Payudara tidak memiliki otot yang menopangnya secara langsung, sehingga organ ini terutama disangga oleh kulit, ligamen, dan jaringan ikat. Saat seseorang berlari, melompat, atau melakukan olahraga berdampak tinggi, payudara tidak hanya bergerak naik-turun, tetapi juga ke samping dan depan-belakang. Gerakan berulang tersebut dapat menarik jaringan penyangga sehingga memicu rasa nyeri atau tidak nyaman.
Studi yang dipublikasikan dalam Frontiers in Sports and Active Living menyebutkan bahwa besarnya perpindahan, kecepatan, dan akselerasi gerakan payudara menjadi faktor utama penyebab nyeri saat berolahraga. Selain itu, ukuran payudara, jenis dan intensitas olahraga, hingga kualitas penyangga yang digunakan juga turut memengaruhi munculnya keluhan tersebut.
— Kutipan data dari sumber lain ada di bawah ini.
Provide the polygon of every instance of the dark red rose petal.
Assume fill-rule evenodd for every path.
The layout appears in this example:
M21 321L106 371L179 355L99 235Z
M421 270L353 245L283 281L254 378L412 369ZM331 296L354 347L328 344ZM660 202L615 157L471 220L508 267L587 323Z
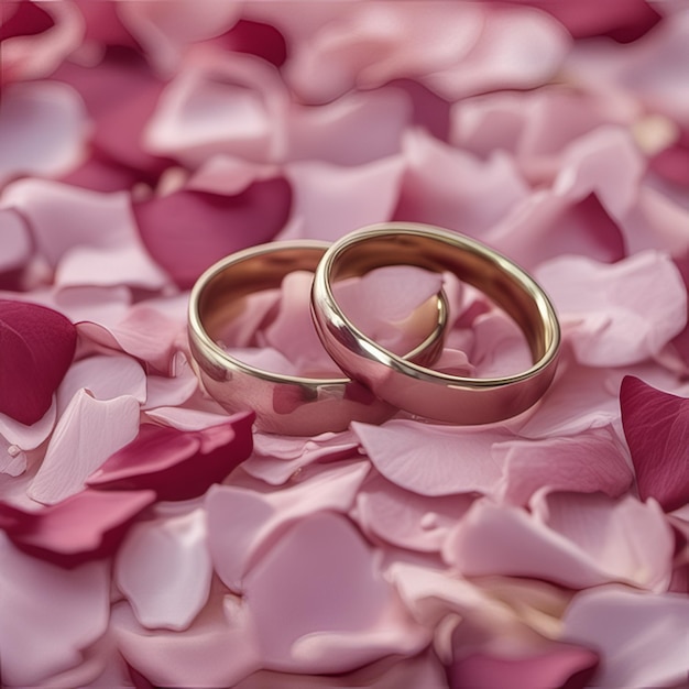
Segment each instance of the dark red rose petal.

Salah satu cara yang dapat membantu mengurangi nyeri adalah menggunakan sport bra. Berbeda dengan bra sehari-hari, sport bra dirancang untuk menopang payudara dengan lebih baik sehingga gerakannya tetap terkendali selama beraktivitas. Fungsi sport bra bukan untuk mengecilkan payudara, melainkan membatasi gerakan berlebih agar tarikan pada jaringan penyangga dapat diminimalkan.
Beberapa manfaat menggunakan sport bra saat berolahraga antara lain membantu mengurangi nyeri payudara, mengurangi gerakan payudara berlebih, membuat olahraga lebih nyaman, dan berpotensi meningkatkan performa olahraga. Oleh karena itu, penting untuk memilih sport bra yang sesuai dengan kebutuhan dan ukuran payudara untuk mengurangi risiko nyeri dan meningkatkan kenyamanan saat berolahraga.